In the wake of recent events, I tried to find out how many moderators are left on one of the SE sites I frequent. On the "moderators" page, I found the following text:
We believe moderation starts with the community itself, so in addition to privileges earned through reputation, we periodically hold democratic moderator elections.
If you follow the link, you will find sentences like these:
As we’ve said from the very first days of the Stack Overflow beta:
We don’t run Stack Overflow. You do.
Every site under our banner has the same philosophy. The community is the source of everything useful that happens to exist on our websites. We gladly reciprocate by trusting you to lead and govern your own community. Democratically elected community moderators are the ultimate goal of, and foundation for, every site in our network.
Emphasis is not mine, but Jeff Atwood's, the author.
I have no doubt that the moderator fired last week for reasons not published would immediately be re-elected by their "populace" in the next election, probably in a landslide against whoever is desperate enough to go on the ballot against them, because we as voters have no indication whatsoever of any wrongdoing on their part and we have no problem with their moderation of our community.
So I will take a guess and say SE will find a way to tell us that we missed the part of the policy that tells us we cannot re-elect them. And I get it. They have the power, it's not a democracy, it's a corporation. Removing people does not make sense if they could be reinstated again, just because people like them and voted for them.

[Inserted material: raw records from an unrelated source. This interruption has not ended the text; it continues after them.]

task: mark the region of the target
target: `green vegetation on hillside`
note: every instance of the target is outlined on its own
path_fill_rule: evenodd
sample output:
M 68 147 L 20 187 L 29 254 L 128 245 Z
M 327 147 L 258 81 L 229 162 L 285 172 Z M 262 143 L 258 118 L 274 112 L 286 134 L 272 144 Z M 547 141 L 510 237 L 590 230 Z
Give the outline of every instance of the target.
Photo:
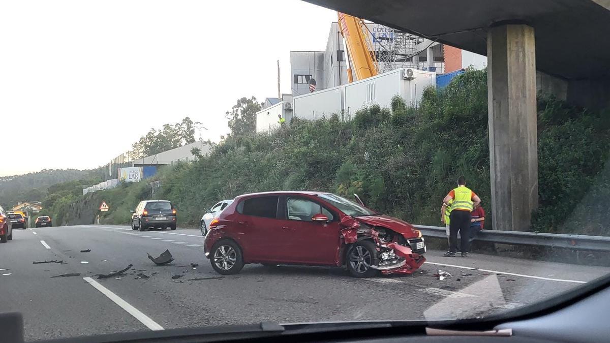
M 371 106 L 348 122 L 295 118 L 265 134 L 234 132 L 210 156 L 162 170 L 154 197 L 174 202 L 181 223 L 193 226 L 220 200 L 279 190 L 357 193 L 377 211 L 439 225 L 441 200 L 464 175 L 489 214 L 489 228 L 486 82 L 484 71 L 470 71 L 443 90 L 426 89 L 417 109 L 395 98 L 391 109 Z M 540 209 L 531 229 L 610 234 L 607 201 L 596 201 L 610 198 L 610 114 L 552 99 L 540 99 L 538 109 Z M 141 182 L 92 197 L 113 203 L 102 222 L 127 223 L 129 210 L 151 191 Z
M 186 117 L 179 123 L 165 124 L 161 129 L 153 128 L 132 146 L 131 157 L 140 159 L 194 143 L 195 126 L 201 124 Z
M 96 179 L 96 170 L 43 169 L 23 175 L 2 176 L 0 177 L 0 205 L 9 209 L 18 201 L 40 201 L 46 196 L 49 186 L 83 178 Z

So my question is, how is it "democratic" to filter the list of candidates I can vote for with criteria I have no access to? Last time this happened on German soil, it was called the "German Democratic Republic". You can probably guess what it was not. Pick two.
How can I make an informed decision, when I'm not allowed to view the information?
The "party line" (I leave it to the informed reader to figure out if it's SE or SED) is:
This is always done based on what we believe is best for all [...].
Yeah. Well. Problem is, if you want to call it democratic, you'd need to leave that decision to the "all".
So how much of the "democratic" will we see in reality and how much will be PR?